My stomach grumbles constantly. But I can live with that a little easier than the thirst. We have had nothing to drink. Mouths dry, the lightheaded feeling from early dehydration noticeable, we curl together as thirst gradually becomes a greater preoccupation than hunger or cold.

Here and there, people mumble prayers to their chosen deities. I wonder if some are simply hedging their bets. As the war got worse more and more Starfleeters found time to visit the Bajoran Temple, just in case.

I'm half asleep, Ezri curled inside my arms, when a screech from the door and the sound of boots instantly wakes me. For a terrible moment, I'm worried it's over and we'll all die. I hold Ezri tighter and she stirs, looking first at me and then the open door.

The Jem'Hadar, rifles pointed at us, pour inside. Something heavy is dragged along, and I watch as a couple of people try to slip past the guards. It's too dark to see who they are, but I have a strange indifference to their fate as they are shot on the spot and everybody near the door quickly backs up. It was a stupid thing to do. It's better not to know, to keep their deaths off in the distance. But nobody else will try to run now.

But then, everyone stops at the sound of water slowly sloshing in its barrel. The men with the water retreat, dragging the dead with them, and it is all I can do to keep from rushing forward even with the guards. All I can hear is the water, and Ezri, no longer lost in her thoughts, is hurriedly untangling herself, ready to get to her feet. Relief floods our faces as the door is forced shut and the first dipper is pulled from it. We are still hungry and cold and face an uncertain future, but there is water.

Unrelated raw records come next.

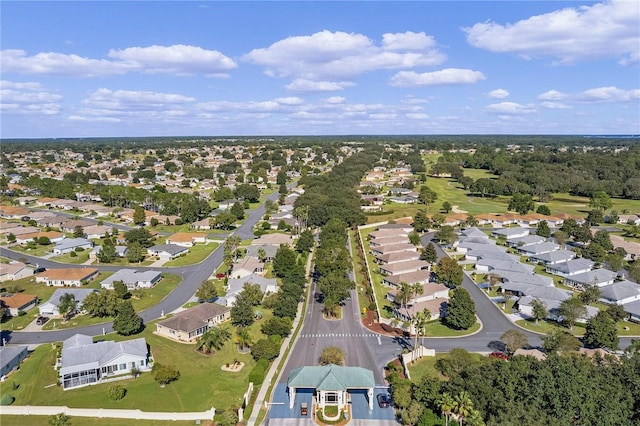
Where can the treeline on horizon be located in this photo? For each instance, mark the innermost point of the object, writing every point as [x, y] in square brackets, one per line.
[439, 142]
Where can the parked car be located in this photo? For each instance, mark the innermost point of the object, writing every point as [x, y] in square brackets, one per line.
[383, 400]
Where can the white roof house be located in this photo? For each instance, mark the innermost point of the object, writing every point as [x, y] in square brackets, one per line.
[235, 286]
[133, 279]
[86, 363]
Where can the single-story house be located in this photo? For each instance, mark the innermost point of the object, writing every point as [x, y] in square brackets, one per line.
[633, 310]
[133, 279]
[510, 233]
[402, 256]
[430, 291]
[331, 384]
[404, 267]
[71, 244]
[167, 251]
[247, 266]
[269, 251]
[19, 302]
[86, 363]
[525, 241]
[97, 231]
[537, 249]
[393, 248]
[187, 239]
[597, 277]
[236, 285]
[274, 239]
[71, 225]
[190, 324]
[436, 307]
[10, 358]
[54, 237]
[571, 267]
[14, 271]
[422, 276]
[50, 307]
[553, 257]
[73, 277]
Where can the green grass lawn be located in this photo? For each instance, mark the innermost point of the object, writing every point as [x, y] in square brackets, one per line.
[427, 366]
[141, 299]
[196, 254]
[437, 329]
[87, 421]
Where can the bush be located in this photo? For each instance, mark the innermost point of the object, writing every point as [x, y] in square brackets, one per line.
[258, 373]
[117, 392]
[7, 399]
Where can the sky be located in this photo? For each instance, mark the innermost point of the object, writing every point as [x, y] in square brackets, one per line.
[241, 68]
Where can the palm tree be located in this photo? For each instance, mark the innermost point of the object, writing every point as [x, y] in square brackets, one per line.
[419, 323]
[446, 404]
[405, 293]
[213, 339]
[462, 406]
[416, 289]
[243, 338]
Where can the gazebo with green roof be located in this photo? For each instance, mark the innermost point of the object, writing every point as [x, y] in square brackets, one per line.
[331, 383]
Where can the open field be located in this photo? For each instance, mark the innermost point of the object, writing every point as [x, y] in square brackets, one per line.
[202, 384]
[140, 299]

All that exists is the water. It drives away the rest-the fears and hunger and cold. Ezri is trying to stand, the crowd already moving towards the door, again in darkness. For a moment there is hesitation, but then there is a rush, and the sound of shoving and arguing. I'm so thirsty I could clear a path myself, but my legs are too stiff to move that fast. Ezri and I start edging around the mob, hugging the wall.

My heart is racing as we grow closer. Someone hands me a wet handle and I drink a little of the water in the dipper. It has a metallic taste and is warm, but tastes better than the finest wine I've ever had. I give the rest to Ezri. She is staring at the water, still holding onto me. They take the dipper back but more is brought.

Suddenly overjoyed, I recognize a voice. Miles. "Julian, you okay?" he asks. "Where's Ezri?"

"She's here," I say, relief flooding my raspy voice.

"I can't find Keiko. I got to our quarters but the whole area had been cleared out."

I have to reassure him. I can't stand the thought of him losing his family. The area where their quarters were was undamaged. They probably weren't hurt. "We didn't get any patients from that area," I say, remembering the sound of their dying and suddenly unable to continue.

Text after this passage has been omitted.